La legge prevede che la nomina debba coinvolgere persone capaci di adempiere per indipendenza e prestigio acquisito le funzioni di magistrato onorario. Verranno nominati, fino a concorrenza del numero prefissato, coloro che avranno superato positivamente un periodo di tirocinio di tre mesi in materia civile e tre mesi in materia penale. Oltre ad una base fissa, il giudice di pace viene retribuito con un compenso che tiene conto delle udienze tenute e dei provvedimenti decisori emessi.
In sede giurisdizionale il giudice di pace decide, in materia civile, un'ampia gamma di controversie. Compete anche al giudice di pace la giurisdizione in materia di opposizione alle ordinanze-ingiunzione. È competente:
· per le cause relative ad apposizione di termini ed osservanza delle distanze stabilite dalla legge
· per le cause relative alla misura ed alle modalità d'uso dei servizi di condominio di case
· per le cause relative a rapporti tra proprietari o detentori di immobili adibiti a civile abitazione in materia di immissioni di fumo o di calore
L'art. 82 c.p.c. stabilisce che davanti al giudice di pace le parti possono stare in giudizio nelle cause il cui valore non eccede Euro 516,46 ovvero anche di valore superiore se autorizzati dal giudice di pace in base alla natura ed entità della causa. Altrimenti occorre l'assistenza di un difensore. Nelle opposizioni alle sanzioni amministrative la parte può sempre proporre ricorso e stare in giudizio personalmente cioè senza difensore.

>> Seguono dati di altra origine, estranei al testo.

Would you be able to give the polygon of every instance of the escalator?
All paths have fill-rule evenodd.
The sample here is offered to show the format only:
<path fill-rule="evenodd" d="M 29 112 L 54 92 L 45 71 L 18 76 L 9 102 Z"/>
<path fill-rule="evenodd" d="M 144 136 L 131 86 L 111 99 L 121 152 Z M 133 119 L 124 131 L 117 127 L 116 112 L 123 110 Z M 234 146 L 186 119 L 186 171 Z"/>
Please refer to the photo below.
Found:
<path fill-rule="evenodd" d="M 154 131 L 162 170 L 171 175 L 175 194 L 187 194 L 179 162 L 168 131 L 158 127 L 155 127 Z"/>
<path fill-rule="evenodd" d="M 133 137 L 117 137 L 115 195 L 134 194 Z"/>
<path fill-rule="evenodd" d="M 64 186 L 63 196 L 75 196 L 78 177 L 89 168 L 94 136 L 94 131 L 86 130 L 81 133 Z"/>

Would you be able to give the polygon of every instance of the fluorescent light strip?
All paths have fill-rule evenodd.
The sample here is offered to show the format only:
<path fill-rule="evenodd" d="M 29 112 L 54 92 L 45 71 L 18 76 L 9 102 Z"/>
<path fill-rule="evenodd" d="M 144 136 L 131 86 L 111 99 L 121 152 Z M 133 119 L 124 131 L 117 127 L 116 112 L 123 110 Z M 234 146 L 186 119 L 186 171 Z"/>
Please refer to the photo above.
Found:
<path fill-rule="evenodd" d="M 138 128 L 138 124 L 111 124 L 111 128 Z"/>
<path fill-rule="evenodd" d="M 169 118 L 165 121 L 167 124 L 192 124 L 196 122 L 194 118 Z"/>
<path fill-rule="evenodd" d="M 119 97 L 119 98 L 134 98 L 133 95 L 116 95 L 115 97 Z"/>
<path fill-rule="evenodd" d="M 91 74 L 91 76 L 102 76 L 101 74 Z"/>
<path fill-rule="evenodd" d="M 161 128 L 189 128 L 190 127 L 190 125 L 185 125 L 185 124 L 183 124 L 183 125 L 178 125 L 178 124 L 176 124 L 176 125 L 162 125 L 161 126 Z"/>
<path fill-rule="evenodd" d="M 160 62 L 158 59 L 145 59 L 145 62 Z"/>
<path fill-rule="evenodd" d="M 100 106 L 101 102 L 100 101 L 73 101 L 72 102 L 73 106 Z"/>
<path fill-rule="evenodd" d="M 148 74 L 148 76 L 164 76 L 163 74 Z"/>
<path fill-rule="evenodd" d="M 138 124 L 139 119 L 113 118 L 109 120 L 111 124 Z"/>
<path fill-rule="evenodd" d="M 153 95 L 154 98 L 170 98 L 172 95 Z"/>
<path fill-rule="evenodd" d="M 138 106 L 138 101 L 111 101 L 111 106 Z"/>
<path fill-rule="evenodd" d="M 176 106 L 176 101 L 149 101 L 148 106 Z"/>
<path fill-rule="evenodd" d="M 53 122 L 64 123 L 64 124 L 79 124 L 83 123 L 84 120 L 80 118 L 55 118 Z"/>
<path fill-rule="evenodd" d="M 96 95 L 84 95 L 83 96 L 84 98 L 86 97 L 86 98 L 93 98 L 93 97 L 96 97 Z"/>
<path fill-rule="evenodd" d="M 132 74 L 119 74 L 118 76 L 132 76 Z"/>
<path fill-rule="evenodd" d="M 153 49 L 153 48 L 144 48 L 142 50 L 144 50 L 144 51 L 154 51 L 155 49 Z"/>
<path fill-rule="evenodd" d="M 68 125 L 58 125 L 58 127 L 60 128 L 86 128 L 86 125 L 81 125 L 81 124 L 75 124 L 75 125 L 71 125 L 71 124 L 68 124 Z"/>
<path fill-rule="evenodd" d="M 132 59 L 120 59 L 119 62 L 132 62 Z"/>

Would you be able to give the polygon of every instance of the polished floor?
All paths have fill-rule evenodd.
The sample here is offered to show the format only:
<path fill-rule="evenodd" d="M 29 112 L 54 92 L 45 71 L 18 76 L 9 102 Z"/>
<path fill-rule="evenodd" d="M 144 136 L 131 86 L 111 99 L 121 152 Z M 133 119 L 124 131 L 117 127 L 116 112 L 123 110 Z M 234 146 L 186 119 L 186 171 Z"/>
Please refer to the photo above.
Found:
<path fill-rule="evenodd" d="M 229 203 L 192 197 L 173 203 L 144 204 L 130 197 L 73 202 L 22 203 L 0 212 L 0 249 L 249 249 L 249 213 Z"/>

Il Giudice di pace è competente a decidere sul ricorso in opposizione a sanzione amministrativa del Codice della strada. Il Giudice di pace è inoltre competente in materia di opposizioni avverso le ordinanze-ingiunzioni delle sanzioni amministrative pecuniarie, in base agli articoli 22 e 22-bis della legge 24 novembre 1981 n. 689, tranne quei casi riservati al Tribunale (ad es. in materia di ordinanze-ingiunzione poste dalla Direzione provinciale del lavoro).
È bene sottolineare che qualsiasi ricorso può essere presentato al Giudice di pace (è gratuito e si può presentare senza l'assistenza di un avvocato). Bisogna considerare che si va incontro ad una causa civile regolata dalle norme del codice di procedura civile. In caso di sconfitta se la controparte ha un legale a difesa si può essere condannati al pagamento anche delle spese legali e del procedimento.
Per la presentazione del ricorso occorre prendere contatto con la Cancelleria del luogo dove è stata commessa la violazione. Entro 60 giorni dalla notifica del provvedimento bisogna presentare il ricorso in carta semplice direttamente agli uffici della Cancelleria.